Bonjour à toutes et à tous, un rappel bienvenu du cabinet Stein Monast à propos du rôle et des obligations du CA : « Rappel du rôle et des obligations des administrateurs ».

Aux termes de la Loi canadienne sur les sociétés par actions (Canada) (« LCSA ») et de la Loi sur les sociétés par actions (Québec) (« LSA »), en plus d’agir avec intégrité et bonne foi, et avec le soin, la diligence et la compétence d’une personne prudente en pareilles circonstances, l’administrateur et le dirigeant d’une société ont l’obligation d’agir « avec pour seul objectif le bien de la société, personne distincte, sans tenir compte des intérêts d’aucune autre personne, groupe ou entité. » [nous soulignons]3.
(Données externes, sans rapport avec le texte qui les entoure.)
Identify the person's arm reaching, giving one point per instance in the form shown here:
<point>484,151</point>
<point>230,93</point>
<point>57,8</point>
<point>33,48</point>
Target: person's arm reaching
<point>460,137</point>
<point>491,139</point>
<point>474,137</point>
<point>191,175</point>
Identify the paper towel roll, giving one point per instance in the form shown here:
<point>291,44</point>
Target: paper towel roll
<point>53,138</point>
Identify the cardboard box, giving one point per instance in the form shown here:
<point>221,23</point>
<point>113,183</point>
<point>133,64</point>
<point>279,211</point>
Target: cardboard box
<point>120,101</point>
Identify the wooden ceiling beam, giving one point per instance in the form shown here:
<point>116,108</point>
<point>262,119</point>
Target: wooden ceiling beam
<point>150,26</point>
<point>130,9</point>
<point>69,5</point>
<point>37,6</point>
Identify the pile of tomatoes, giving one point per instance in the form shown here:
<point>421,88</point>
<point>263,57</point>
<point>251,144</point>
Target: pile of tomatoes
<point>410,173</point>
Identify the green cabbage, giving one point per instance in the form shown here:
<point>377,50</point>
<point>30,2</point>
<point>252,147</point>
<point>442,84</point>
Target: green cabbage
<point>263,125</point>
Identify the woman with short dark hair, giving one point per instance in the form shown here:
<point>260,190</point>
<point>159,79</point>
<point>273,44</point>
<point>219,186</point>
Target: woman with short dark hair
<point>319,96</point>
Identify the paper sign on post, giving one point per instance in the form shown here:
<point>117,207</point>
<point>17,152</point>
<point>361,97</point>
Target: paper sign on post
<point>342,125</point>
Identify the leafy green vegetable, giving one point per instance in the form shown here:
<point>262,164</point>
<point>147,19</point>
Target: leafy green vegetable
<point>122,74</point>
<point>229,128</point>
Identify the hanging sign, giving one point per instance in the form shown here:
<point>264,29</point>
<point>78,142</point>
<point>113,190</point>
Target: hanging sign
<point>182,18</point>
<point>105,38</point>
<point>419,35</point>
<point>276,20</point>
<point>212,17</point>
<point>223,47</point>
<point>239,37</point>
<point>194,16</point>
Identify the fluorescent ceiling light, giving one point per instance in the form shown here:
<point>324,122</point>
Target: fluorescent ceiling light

En effet, « l’administrateur ne doit défendre ni l’intérêt du groupe d’actionnaires qui l’a spécialement désigné, ni celui de la majorité des actionnaires à qui il doit son élection, ni celui de la catégorie distincte d’actionnaires qui l’a élu, le cas échéant, ni même celui de la totalité des actionnaires. Les administrateurs ne sont en effet pas mandataires des actionnaires : la loi dit expressément qu’ils sont mandataires de la société »4, principe que vient codifier le Code civil du Québec à l’article 321 qui se lit comme suit :

« 321 L’administrateur est considéré comme mandataire de la personne morale. Il doit, dans l’exercice de ses fonctions, respecter les obligations que la loi, l’acte constitutif et les règlements lui imposent et agir dans les limites des pouvoirs qui lui sont conférés. » [nous soulignons].

À la prochaine…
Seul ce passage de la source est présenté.